The next step was to choose the methodology. I chose to apply apriori, algorithm used for frequent item set mining and association rule learning over transactional databases. The algorithm was invented in 1994 and has demonstrated its practicality in many different industries. We applied the apriori algorithm to our data set, and were able to confirm some of the already-known knowledge about comorbidities of autism such as a higher prevalence of epilepsy. We observed how digestive problems in people with autism evolve from early age to adulthood, how obesity and diabetes as a comorbid condition to autism change over time, and how epilepsy and mental disorders progress in patients with autism over time. We plan to publish the results of this analysis in a scientific paper.
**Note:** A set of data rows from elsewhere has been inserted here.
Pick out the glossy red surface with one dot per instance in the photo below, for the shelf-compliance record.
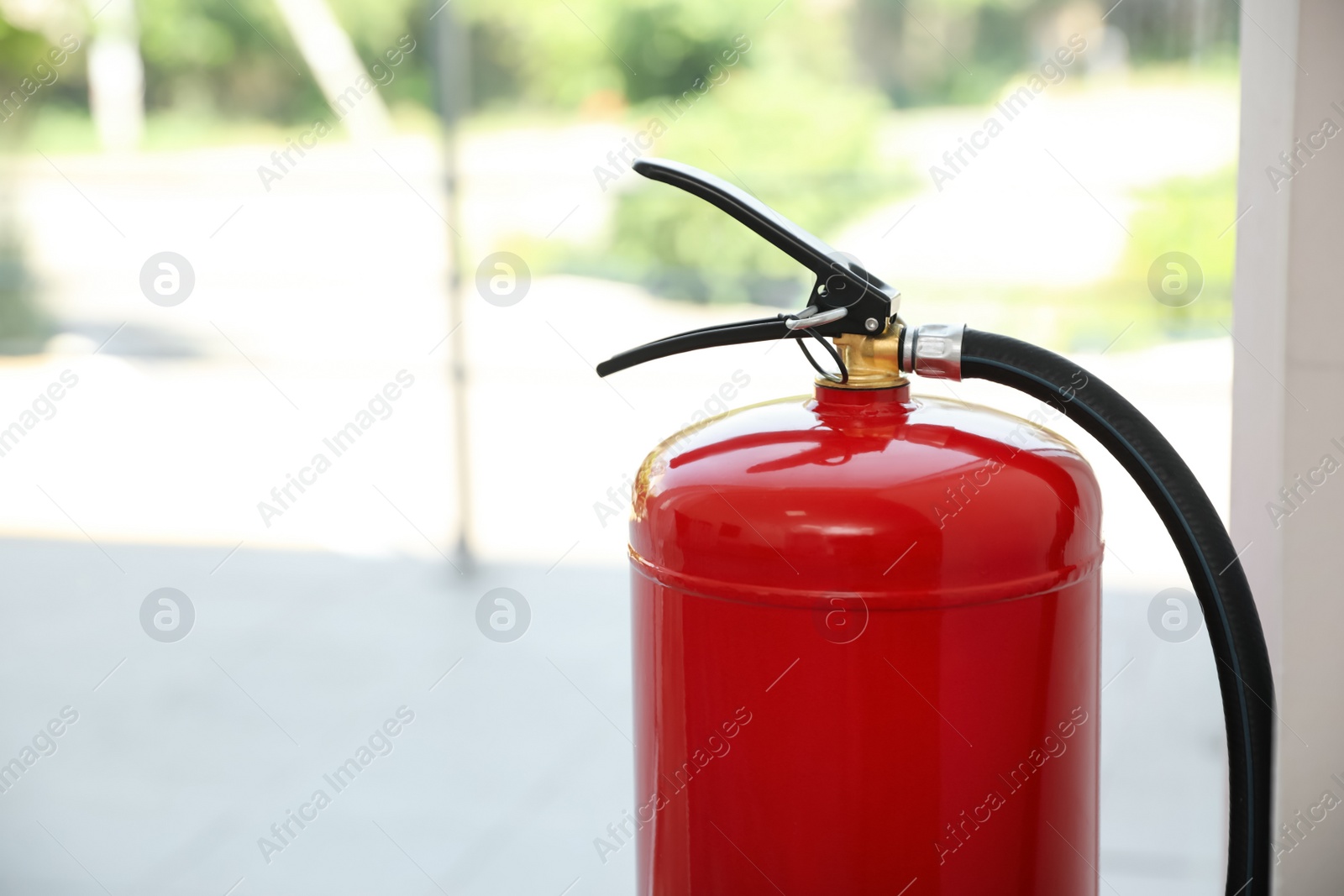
(866, 653)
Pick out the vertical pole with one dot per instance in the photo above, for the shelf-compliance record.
(454, 97)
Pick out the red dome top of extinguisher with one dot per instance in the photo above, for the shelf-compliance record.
(866, 493)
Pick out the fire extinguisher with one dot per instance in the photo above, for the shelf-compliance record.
(866, 625)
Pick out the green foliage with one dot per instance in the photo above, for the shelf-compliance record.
(667, 47)
(799, 144)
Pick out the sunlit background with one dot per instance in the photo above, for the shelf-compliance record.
(362, 195)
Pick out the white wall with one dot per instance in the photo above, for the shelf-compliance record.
(1289, 406)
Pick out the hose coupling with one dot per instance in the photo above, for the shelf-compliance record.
(933, 351)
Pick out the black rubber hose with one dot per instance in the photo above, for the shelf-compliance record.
(1225, 597)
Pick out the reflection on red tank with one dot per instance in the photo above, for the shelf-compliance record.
(866, 653)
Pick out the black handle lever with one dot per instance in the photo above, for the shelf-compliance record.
(846, 295)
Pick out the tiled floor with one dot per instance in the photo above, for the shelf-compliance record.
(186, 754)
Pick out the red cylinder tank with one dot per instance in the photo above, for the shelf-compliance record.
(866, 653)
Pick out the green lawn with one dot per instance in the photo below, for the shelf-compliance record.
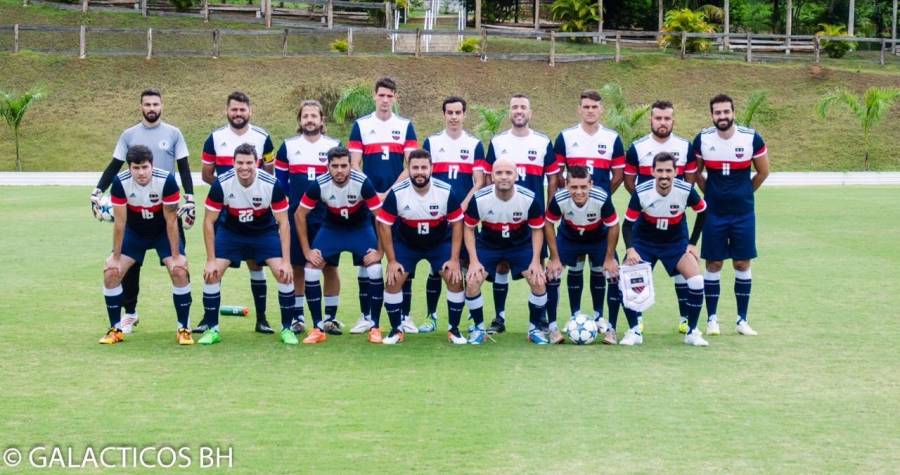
(814, 392)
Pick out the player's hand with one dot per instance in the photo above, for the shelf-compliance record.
(95, 202)
(187, 212)
(373, 256)
(314, 257)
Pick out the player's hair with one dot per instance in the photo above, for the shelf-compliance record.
(719, 98)
(663, 157)
(338, 152)
(418, 153)
(150, 91)
(662, 104)
(386, 82)
(591, 94)
(453, 100)
(246, 149)
(239, 97)
(139, 154)
(577, 171)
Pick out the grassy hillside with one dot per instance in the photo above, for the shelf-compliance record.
(91, 100)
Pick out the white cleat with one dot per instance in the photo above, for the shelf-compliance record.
(362, 325)
(695, 338)
(744, 328)
(631, 338)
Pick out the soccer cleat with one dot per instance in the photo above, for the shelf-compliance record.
(315, 336)
(695, 338)
(430, 324)
(113, 335)
(262, 326)
(408, 326)
(298, 326)
(393, 338)
(363, 325)
(210, 337)
(497, 326)
(555, 336)
(129, 321)
(712, 327)
(610, 337)
(477, 337)
(453, 336)
(538, 337)
(744, 328)
(288, 337)
(184, 336)
(631, 338)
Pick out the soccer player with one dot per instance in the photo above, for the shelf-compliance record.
(512, 221)
(145, 201)
(421, 219)
(218, 158)
(600, 150)
(639, 165)
(255, 227)
(349, 200)
(169, 149)
(727, 152)
(588, 225)
(379, 144)
(458, 160)
(531, 153)
(299, 161)
(655, 230)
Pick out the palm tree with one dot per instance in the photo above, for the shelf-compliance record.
(875, 103)
(12, 109)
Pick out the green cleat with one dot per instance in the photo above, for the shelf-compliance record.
(209, 337)
(288, 337)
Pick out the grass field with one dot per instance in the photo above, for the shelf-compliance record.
(815, 392)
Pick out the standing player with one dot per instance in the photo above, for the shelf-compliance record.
(299, 161)
(531, 154)
(379, 144)
(727, 151)
(600, 150)
(255, 227)
(655, 230)
(218, 158)
(639, 169)
(458, 158)
(349, 199)
(512, 222)
(145, 203)
(588, 225)
(169, 148)
(428, 221)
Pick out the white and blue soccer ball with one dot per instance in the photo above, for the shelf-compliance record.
(581, 329)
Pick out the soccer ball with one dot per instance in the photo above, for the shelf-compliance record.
(106, 212)
(581, 329)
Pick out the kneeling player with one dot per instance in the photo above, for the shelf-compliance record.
(506, 212)
(138, 196)
(656, 231)
(255, 227)
(430, 228)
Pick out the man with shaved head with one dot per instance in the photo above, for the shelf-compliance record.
(512, 222)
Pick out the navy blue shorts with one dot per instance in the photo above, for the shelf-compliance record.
(135, 245)
(668, 253)
(332, 241)
(237, 248)
(729, 236)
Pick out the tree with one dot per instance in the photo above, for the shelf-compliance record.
(875, 103)
(12, 109)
Integrating different data resources—such as pharma data, clinical data, inpatient and outpatient data, quantified-self device readings, and insurance info—could add value and different perspectives to the knowledge discovery process. We used inpatient data sets. So our analysis focused on the very sick population of autism patients who visited the hospital due to a serious medical condition they had. In cases of autism, patients appear more often in ambulatory settings rather than hospitals. Therefore, more information can be captured if the ambulatory data is also available.
But, the process of compiling, combining, researching, analyzing and distributing the data is complex—and the road to get there is undetermined at this point. But the implications of sharing data are far-reaching and can positively impact patient diagnosis and care, so the road is worth traveling.